Departments using GIS information and applications include engineering, planning, environmental affairs, dispatching, marketing, economic development, and more. For example, engineering, planning, and operations create new construction projects, develop long-range system improvement plans, and perform daily operations from the field with GIS. The Outage Management System uses the GIS-generated electrical network to manage outages. Dispatch centers use GIS directly for evaluating facilities and operations and deploying crews. Planning departments leverage GIS data, along with software from Advantica Stoner, for energy load flow analysis and gas distribution planning. In addition, the planning group uses ArcFM to analyze the circuits to identify at-risk areas to make investment decisions.
The GIS database is also used to support the federally mandated gas inspection management program. Users within Alliant schedule and track gas inspections, gas leaks, and corrosion control. In addition, a link to Alliant’s Enterprise Resource Planning (ERP) system provides a basis for asset accounting.
Alliant has achieved several benefits from its new GIS. The company has reduced software maintenance and support costs, provided more value-added services, consolidated information, and achieved cost savings. According to Tom Hess, team leader of GIS data services, “Alliant Energy processes more than 50,000 work requests a year, and by going to one GIS platform it enables my staff to be trained to process and maintain information in a consistent manner. With the excellent training documentation that we put together along with the fine suite of tools and functionality that ESRI and Miner & Miner put together, we were able to train our existing GIS technicians in three days. After one month in production, my staff is becoming very proficient, and we see output matching or outperforming our previous tools. We expect productivity to continue to improve as we gain experience with the new applications.”
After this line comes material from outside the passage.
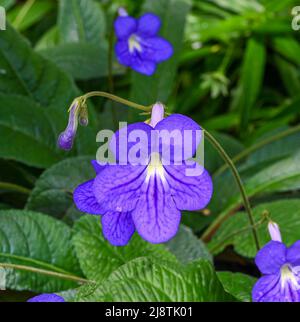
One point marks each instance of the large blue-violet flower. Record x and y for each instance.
(138, 45)
(47, 298)
(149, 196)
(280, 266)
The company is currently working on integrating some legacy databases and translating data to the current format. When the data migration is complete, application development will be greatly expanded including additional planning department applications, capital expenditure planning applications, environmental reporting, additional use of mobile applications and ArcIMS, and more.
“We now have one geodatabase to manage our information and a standard set of applications to work with, and we are integrated into the other key business systems,” says Wadzinski. “In addition, we have an excellent team of employees who are very skilled and really enjoy working with the new technology. Our overall architecture is in place to allow us to provide world-class GIS-related services and solutions now and into the future.”